Schritt 7: Kopieren Sie Ihre Windows-Dateien.Öffnen Sie die eingebundene ISO-Datei oder DVD manuell im Datei-Explorer und kopieren Sie anschließend alle darin enthaltenen Dateien (alle Windows-Dateien) auf Ihren USB-Stick. Nehmen Sie sich diese Schritte nicht vor – dieser Schritt macht Ihren USB-Stick erst zu einem vollwertigen Installationsmedium.
Sobald der Kopiervorgang abgeschlossen ist, geht es nur noch um die Bootreihenfolge. Starten Sie den Computer neu, rufen Sie die BIOS/UEFI-Einstellungen auf und stellen Sie sicher, dass der USB-Stick vor der Festplatte als Bootlaufwerk festgelegt ist. Falls der PC anschließend nicht vom USB-Stick bootet, prüfen Sie, ob Sie Secure Boot deaktivieren oder den Legacy-Bootmodus aktivieren müssen – denn Windows macht es einem natürlich unnötig schwer.
Und falls Ihnen das alles zu kompliziert klingt oder Sie einfach einen schnelleren Weg suchen: Rufus ist definitiv einfacher zu verwenden. Folgen Sie einfach den offiziellen Anweisungen auf der Website, und Sie haben in wenigen Minuten einen bootfähigen USB-Stick. Wenn Sie aber genauer verstehen möchten, was im Hintergrund passiert, bietet diese manuelle Methode einige hilfreiche Einblicke.

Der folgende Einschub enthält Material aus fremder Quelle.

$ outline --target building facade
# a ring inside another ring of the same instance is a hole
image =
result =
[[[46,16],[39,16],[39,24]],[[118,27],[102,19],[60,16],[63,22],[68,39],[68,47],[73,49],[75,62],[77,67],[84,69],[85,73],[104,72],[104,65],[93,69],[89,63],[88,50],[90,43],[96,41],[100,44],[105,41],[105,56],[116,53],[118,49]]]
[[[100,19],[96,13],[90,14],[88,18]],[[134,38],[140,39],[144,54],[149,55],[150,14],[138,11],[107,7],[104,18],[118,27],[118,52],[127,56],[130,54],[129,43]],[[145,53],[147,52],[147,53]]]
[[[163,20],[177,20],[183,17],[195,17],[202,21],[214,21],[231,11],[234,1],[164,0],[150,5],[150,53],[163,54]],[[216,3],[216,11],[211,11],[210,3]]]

In manchen Fällen funktioniert der erste Versuch möglicherweise nicht – insbesondere, wenn die BIOS-Einstellungen nicht optimal sind oder Secure Boot aktiviert ist. Seien Sie also darauf vorbereitet, etwas weiter zu experimentieren. So oder so ist es eine gute Möglichkeit, dazuzulernen und Ihren Windows-Installations-USB-Stick ohne zusätzliche Software vorzubereiten.
Hoffentlich spart das jemandem ein paar Stunden oder erspart zumindest die Frustration über fehlgeschlagene USB-Erstellungsversuche. Viel Erfolg – aber sichert unbedingt alle wichtigen Daten, bevor ihr mit diskpart herumexperimentiert!
Zusammenfassung
- Sichern Sie Ihre Daten auf dem USB-Laufwerk, bevor Sie fortfahren.
- Verwenden Sie diskpart, um das Laufwerk zu bereinigen und zu partitionieren.
- Je nach UEFI-Kompatibilität als NTFS oder FAT32 formatieren.
- Führen Sie bootsect aus, um es bootfähig zu machen.
- Windows-Dateien von ISO-Datei oder DVD kopieren
- Ändern Sie die Bootreihenfolge im BIOS, sodass zuerst von USB und dann von der Festplatte gebootet wird.
Zusammenfassung
Einen bootfähigen Windows-USB-Stick über die Kommandozeile zu erstellen, ist zwar etwas altmodisch, funktioniert aber recht zuverlässig, wenn man die Schritte genau befolgt. Man muss nur darauf achten, das richtige Laufwerk und die richtigen BIOS-Einstellungen auszuwählen. Rufus ist zwar immer noch schneller und einfacher als die manuelle Vorgehensweise, aber die Kommandozeile zu beherrschen, hat schon seinen Reiz. Wenn ich damit auch nur ein Update voranbringen kann, habe ich mein Ziel erreicht. Hoffentlich hilft es jemandem, Zeit und Ärger zu sparen.